Presse aktuell 2012


BZ vom 11.5.12

Vertreibung aus dem Paradies

Der Freiburger Schriftsteller Karl-Heinz Ott erhielt in Hausen
den Johann-Peter-Hebel-Preis


Man würde es Johann Peter Hebel ja gönnen, vom Himmel (wo er als protestantischer Pfarrer und großer Menschenfreund ganz gewiss sitzt) einmal nur auf die Erde zurückzukommen, um das zu seinen Ehren veranstaltete Hebel-Fest in Hausen zu erleben. Man kann sich sicher sein, dass der Dichter höchlich beglückt wäre ob der andauernden Lebendigkeit seines geistlichen und poetischen Wirkens in der Wiesentäler Gemeinde. Wo sonst noch unter Gottes weitem Horizont gäbe es ein ganzes Dorf, das sich am Geburtstag seines größten Schriftstellersohnes auf die Beine machte, um ihm zu Ehren in Festtagstracht an seinem Haus vorbeizuziehen, in der Festhalle mit Gesängen und Rezitationen an ihn zu erinnern — und in all dem volksnahen Getümmel auch noch einen bemerkenswerten, hochgeachteten Literaturpreis zu verleihen— in diesem Jahr an den in Freiburg lebenden Schriftsteller Karl-Heinz Ott?

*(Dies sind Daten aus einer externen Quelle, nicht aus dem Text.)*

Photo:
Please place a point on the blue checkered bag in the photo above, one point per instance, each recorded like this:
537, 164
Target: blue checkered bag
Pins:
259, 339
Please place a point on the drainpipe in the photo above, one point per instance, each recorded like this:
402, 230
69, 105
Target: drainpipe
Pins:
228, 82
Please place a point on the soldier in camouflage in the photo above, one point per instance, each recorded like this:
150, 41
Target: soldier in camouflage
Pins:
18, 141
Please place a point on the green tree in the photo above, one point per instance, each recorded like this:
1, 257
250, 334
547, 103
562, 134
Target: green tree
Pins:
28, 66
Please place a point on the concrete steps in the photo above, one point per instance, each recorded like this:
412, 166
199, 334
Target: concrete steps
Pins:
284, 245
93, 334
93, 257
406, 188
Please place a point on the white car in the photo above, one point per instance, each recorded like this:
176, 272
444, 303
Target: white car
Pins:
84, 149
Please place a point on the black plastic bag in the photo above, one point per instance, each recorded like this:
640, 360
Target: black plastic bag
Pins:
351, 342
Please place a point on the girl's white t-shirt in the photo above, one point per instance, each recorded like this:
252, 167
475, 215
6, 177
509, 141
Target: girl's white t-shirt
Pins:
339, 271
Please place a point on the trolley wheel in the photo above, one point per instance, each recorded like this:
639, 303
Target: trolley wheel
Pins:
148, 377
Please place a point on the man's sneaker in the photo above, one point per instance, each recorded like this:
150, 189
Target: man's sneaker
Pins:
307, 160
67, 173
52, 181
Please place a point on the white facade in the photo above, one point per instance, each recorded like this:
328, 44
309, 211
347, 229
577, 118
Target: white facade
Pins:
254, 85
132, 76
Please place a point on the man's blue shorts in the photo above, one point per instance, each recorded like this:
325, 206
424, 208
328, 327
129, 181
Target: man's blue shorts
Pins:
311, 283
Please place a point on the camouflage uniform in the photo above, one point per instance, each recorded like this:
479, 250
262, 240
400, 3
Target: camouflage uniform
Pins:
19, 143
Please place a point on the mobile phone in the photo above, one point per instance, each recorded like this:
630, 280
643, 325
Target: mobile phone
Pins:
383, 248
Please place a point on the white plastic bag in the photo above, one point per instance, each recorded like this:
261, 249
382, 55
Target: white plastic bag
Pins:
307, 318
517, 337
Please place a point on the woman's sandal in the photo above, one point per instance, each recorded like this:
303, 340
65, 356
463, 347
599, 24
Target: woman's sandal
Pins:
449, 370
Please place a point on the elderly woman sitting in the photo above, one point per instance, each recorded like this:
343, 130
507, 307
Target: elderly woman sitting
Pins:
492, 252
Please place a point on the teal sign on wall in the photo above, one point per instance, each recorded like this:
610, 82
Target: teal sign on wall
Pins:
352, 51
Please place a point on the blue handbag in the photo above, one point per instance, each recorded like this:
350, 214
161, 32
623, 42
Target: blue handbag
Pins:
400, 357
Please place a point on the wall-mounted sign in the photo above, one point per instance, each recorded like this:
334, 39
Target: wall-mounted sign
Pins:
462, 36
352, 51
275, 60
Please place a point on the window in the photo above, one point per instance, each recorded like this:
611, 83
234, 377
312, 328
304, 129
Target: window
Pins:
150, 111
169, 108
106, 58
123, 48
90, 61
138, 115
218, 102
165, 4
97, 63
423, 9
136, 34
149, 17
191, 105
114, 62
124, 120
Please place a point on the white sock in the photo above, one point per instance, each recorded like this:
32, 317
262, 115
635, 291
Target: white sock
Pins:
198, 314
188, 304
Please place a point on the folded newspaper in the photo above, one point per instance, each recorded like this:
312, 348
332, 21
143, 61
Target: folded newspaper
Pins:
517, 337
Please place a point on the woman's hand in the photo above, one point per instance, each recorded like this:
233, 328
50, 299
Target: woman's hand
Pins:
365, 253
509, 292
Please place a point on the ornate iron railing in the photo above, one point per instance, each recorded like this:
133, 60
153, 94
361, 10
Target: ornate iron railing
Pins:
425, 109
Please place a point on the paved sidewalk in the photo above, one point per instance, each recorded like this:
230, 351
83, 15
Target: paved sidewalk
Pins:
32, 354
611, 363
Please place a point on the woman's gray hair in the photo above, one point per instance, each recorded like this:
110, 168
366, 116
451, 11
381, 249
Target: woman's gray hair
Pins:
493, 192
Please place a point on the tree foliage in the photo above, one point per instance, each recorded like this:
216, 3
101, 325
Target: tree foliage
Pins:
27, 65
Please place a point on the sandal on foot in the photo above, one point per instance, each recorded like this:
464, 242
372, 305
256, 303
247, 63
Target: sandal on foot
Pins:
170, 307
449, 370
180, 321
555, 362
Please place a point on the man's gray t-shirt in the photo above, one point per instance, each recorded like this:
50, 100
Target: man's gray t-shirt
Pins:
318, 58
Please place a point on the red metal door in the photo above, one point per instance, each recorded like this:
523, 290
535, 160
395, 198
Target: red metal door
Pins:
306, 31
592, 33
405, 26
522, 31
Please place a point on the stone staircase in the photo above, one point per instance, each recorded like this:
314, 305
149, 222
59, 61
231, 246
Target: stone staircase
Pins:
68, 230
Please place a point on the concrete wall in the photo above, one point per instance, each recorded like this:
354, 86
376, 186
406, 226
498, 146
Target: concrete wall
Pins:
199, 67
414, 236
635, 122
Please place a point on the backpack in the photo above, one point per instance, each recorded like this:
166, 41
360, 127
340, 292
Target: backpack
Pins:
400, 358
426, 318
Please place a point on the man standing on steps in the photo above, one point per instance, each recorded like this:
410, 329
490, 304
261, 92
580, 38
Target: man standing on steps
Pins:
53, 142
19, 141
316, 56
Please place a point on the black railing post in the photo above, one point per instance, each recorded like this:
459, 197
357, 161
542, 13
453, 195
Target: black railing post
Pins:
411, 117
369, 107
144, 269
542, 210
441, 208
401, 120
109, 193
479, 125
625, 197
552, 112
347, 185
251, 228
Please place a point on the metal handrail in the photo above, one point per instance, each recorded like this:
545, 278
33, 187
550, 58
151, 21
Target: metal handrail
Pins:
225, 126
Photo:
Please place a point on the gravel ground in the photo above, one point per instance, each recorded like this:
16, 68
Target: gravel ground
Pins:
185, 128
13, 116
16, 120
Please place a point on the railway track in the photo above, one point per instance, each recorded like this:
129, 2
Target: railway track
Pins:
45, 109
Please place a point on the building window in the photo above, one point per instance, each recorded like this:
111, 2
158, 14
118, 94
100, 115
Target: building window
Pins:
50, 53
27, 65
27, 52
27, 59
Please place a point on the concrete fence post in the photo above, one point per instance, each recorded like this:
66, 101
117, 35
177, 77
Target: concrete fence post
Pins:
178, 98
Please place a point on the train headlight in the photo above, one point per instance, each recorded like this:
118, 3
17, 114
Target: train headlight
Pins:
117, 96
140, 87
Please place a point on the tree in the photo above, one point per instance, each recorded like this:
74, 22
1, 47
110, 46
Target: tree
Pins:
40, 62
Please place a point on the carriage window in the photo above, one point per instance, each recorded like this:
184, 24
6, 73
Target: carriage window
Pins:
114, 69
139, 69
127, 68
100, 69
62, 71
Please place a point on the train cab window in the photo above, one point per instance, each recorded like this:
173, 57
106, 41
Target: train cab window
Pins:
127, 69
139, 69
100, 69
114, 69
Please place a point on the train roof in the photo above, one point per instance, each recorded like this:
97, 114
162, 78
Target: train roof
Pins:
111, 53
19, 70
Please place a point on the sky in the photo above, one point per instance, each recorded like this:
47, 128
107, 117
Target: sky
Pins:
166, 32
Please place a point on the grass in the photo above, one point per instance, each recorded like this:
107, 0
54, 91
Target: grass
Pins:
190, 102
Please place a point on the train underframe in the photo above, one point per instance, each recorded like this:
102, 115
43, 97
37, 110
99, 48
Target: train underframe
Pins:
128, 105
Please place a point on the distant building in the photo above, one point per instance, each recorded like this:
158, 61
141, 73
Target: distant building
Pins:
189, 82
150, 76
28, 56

Nein, Hausen hat in dieser Beziehung ein Alleinstellungsmerkmal — und Bürgermeister Martin Bühler allen Grund, dieses mit gebührendem lokalpatriotischem Stolz zu zelebrieren. Und der Preisträger fand in seiner emphatischen, ja enthusiastischen Dankrede genau den Ton, der in die Hausener Festhalle passte. Die acht Seiten, die er angeblich vorbereitet hatte, blieben in der Tasche.

Karl-Heinz Ott braucht eine solche schriftliche Stütze auch nicht, wenn er von seinem Deutschlehrer schwärmt, der nicht über Literatur geredet, sondern in der Literatur gelebt hat, wenn er von seiner Kindheit auf dem Dorf erzählt, in einem Haus ohne Vater und ohne Bücher bis auf die Bibel, wenn er die Langeweile auf dem Lande preist, weil sie einen zum Lesen bringt, wenn er dann sprudelnd wie der "flinke Oberrhein" (Laudator Alexander Honold) auf Hebel zu sprechen kommt, dem sich das Dorf zur Welt geweitet hat und zur Unendlichkeit, die es gibt, ob man gläubig ist oder nicht, und wenn er schließlich einen Lobgesang anstimmt auf die Literatur, die das Leben zum Singen und Schwingen bringt, selbst wenn es grässlich und hässlich und gemein ist. So ist das mit der Kunst und dem Leben, und wer will da noch den Groll gegen die bürgerliche Kultur verstehen, den Ott in der heutigen Gesellschaft wahrnimmt, die sich lieber mit Pop und Sport vergnügt, als in einem Buch die Welt zu entdecken. Seit 40 Jahren habe er sich, sagte Ott, seiner Kindheit nicht mehr so nah gefühlt wie an diesem Vormittag in Hausen: Ein schöneres Kompliment an den Gastgeber lässt sich kaum denken.

Der in Basel lehrende Literaturwissenschaftler Alexander Honold, Mitglied der Jury des Hebel-Preises, hatte zuvor in seier eleganten und anekdotischen Laudatio Otts Werk unter das Motiv der Vertreibung aus dem Paradies gestellt — was aber, "wenn es nur Vertreibung gibt, aber kein Paradies?" In Otts erstem Roman kehrt ein Ich-Erzähler zurück zur sterbenden Mutter, doch die Reise in die Heimat ist angesichts des "fatalen Duos Mutter-Sohn" beladen mit Schuldgefühlen. Rousseau, dem Ott seinen jüngsten Roman "Wintzenried" gewidmet hat, habe, so Honold, den Verlust des Paradieses zum Markenzeichen gemacht. Heimat sei für den Autor Karl-Heinz Ott indes kein regionaler Rückzugswinkel, sondern verworrener Schauplatz all dessen, was Menschen zustoße, wenn sie ihr alltägliches Leben zu leben versuchten. Vom "leidenschaftlichen Erzähler" Ott wünschte sich Honold einen "Hebel für hier und heute" . Wohlan!